When AI red-teams your infrastructure so you don't have to
PentAGI is a self-hosted system that deploys autonomous AI agents to run actual penetration tests inside sandboxed Docker containers.

What it does PentAGI spins up a fleet of specialized AI agents—researchers, developers, executors—that plan and carry out penetration testing tasks against your systems. Everything runs inside isolated Docker containers with 20+ built-in security tools (nmap, Metasploit, sqlmap, etc.).
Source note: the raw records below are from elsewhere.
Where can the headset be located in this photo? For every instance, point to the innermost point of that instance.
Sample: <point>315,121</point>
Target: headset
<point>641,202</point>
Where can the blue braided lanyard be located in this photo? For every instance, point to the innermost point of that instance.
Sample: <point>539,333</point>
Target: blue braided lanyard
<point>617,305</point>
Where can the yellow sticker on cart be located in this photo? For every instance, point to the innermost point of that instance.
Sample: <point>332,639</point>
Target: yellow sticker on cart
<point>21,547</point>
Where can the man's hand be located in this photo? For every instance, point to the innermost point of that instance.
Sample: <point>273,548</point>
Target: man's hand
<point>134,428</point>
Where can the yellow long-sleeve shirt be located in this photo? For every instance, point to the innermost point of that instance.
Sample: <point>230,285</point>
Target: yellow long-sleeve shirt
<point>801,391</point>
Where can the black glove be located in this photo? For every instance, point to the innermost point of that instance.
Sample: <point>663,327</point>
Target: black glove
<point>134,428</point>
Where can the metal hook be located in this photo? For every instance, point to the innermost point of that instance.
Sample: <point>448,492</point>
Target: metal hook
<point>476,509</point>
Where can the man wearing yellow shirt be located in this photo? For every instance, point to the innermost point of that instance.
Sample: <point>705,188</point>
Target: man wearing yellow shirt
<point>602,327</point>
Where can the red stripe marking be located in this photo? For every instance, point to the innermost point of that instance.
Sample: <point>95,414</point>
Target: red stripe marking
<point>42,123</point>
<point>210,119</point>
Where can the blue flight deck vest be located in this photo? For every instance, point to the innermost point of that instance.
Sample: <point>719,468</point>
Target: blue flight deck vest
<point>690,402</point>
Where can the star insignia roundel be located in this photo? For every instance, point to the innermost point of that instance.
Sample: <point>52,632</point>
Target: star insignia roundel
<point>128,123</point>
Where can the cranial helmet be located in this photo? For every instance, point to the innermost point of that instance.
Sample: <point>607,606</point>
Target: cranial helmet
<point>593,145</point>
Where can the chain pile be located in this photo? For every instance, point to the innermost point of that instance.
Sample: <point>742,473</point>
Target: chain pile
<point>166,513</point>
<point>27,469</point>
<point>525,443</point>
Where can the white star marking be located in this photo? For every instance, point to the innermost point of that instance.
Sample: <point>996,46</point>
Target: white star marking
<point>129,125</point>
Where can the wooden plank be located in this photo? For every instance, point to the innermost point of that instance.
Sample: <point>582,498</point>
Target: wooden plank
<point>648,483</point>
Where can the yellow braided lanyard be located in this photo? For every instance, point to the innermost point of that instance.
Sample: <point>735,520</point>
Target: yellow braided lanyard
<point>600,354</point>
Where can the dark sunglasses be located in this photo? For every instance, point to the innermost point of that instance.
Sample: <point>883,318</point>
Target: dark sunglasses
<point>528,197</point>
The Go backend coordinates through a React frontend, while PostgreSQL with pgvector and a Neo4j knowledge graph remember what worked across runs.
The interesting bit The project is admirably frank about its limits: it explicitly states it is not a CALDERA-style Breach and Attack Simulation platform with predefined campaigns, and that “BAS-like agent-authored attack scripts” are future work, not reality. That honesty is rarer than you’d think in the AI security tooling space. The architecture diagram, meanwhile, reveals a small observability empire—Grafana, VictoriaMetrics, Jaeger, Loki, Langfuse, ClickHouse—suggesting the authors have operational scars.
Key highlights
- Supports 10+ LLM providers including local options via Ollama and a documented vLLM + Qwen3.5-27B-FP8 setup for air-gapped deployments
- Multi-agent delegation with optional execution monitoring and task planning for smaller models
- Built-in web scraper and integrations with seven search APIs (Tavily, Perplexity, Searxng, etc.)
- REST and GraphQL APIs with Bearer token authentication for automation
- Comprehensive Docker Compose deployment with microservices architecture
Caveats
- JSON flow-report export is not currently documented as a supported output format
- The “Current Capability Boundaries” section suggests the project is still finding its scope—autonomous pentesting today, BAS perhaps tomorrow
- 17.4k stars but relatively young; operational maturity in real enterprise environments is unclear from the README alone
Verdict Security teams with existing container infrastructure and tolerance for self-hosted complexity should evaluate this seriously. If you need turnkey adversary emulation or compliance-ready BAS reporting today, look elsewhere—the README makes clear that’s not the current offering.